Großbritannien ging öfters eigene Wege bei der Bewältigung von Problemen und nicht immer waren diese erfolgreich. Mitte der 1920er Jahre waren mehr als eineinviertel Millionen Arbeitnehmer arbeitslos, von insgesamt 12 Millionen Versicherten. Drei Viertel davon arbeiteten in den angestammten, alten Grundindustrien, insbesondere in der Baumwoll- und Wollindustrie. Welche Möglichkeiten sahen die damals Verantwortlichen, um die Arbeitslosigkeit zu senken? Lohnkürzungen und dadurch Kostensenken, statt Investitionen, um die Produktivität zu steigern! Premierminister Stanley Baldwin, der aus einer Eisen-und-Stahl-Familie stammte, erklärte damals: »Alle Arbeiter in diesem Land müssen Lohnkürzungen hinnehmen, um der Industrie wieder auf die Beine zu helfen.« [zitiert aus Harold James: Schockmomente. Eine Weltgeschichte von Inflation und Globalisierung von 1850 bis heute. Verlag Herder GmbH, Freiburg in Breisgau 2022. S. 186]
In den 1980er Jahren steuerte die „eiserne Lady“, Margaret Thatcher, die Geschicke des Landes. Auf der einen Seite vermochte sie zwar die wirtschaftliche und gesellschaftliche Stagnation ihres Staates aufzubrechen, aber auf der anderen Seite bildete sie Denkmuster aus, die noch längere Zeit nach ihr wirkten. Zum Beispiel, dass der Staat sich nicht in die Belange der Wirtschaft einmischen, sondern die Märkte unbehelligt lassen sollte. Also Deregulierung, genau das, was die Bankenexzesse begünstigte und in die Banken- und Finanzkrise 2008/2009 mündete. Auf derselben Linie lag die Vorstellung, dass der Staat nicht aktiv Spitzentechnologien fördern brauche, sie vielmehr von der Industrie allein kämen. Die USA haben schon viel eher vorgemacht, dass es umgekehrt laufen muss, der Staat als Mitinitiator und Förderer von Spitzentechnologie.

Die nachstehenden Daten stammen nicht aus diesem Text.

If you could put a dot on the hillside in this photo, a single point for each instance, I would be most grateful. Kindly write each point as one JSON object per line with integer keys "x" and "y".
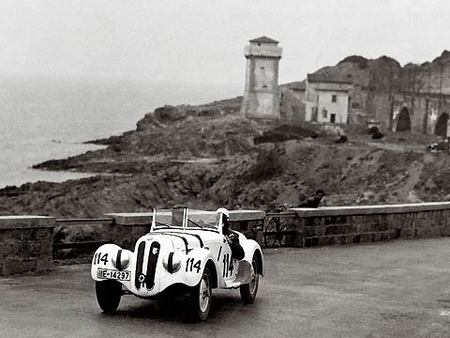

Inzwischen ist seit dem Austritt Großbritanniens aus der EU viel Wasser die Themse heruntergeflossen. Die Covid-19-Pandemie verlangte von der Bevölkerung größere Opfer, die britische Gelassenheit wurde angesichts leerer Regale nach dem EU-Austritt auf eine schwere Probe gestellt, der britische Brexitier und Hardliner Boris Johnson verlor seinen Job als Premierminister, und neuerdings beutelt auch die Inflation die britische Nation. Für den ärmsten Teil der Bevölkerung hieß es im letzten Winter: „eat or heat“ (essen oder heizen).
Vielleicht ist jetzt der Zeitpunkt gekommen, indem die Vernunft wieder die Oberhand gewinnt. Am 27.2. 2023 wurde gemeldet, dass der jahrelange Streit zwischen Großbritannien und der EU um den Warenverkehr nach Nordirland ein Ende hat, und eine Einigung erzielt wurde, das Windsor-Abkommen. Ist es das erste Zeichen eines neuen britischen Ansatzes?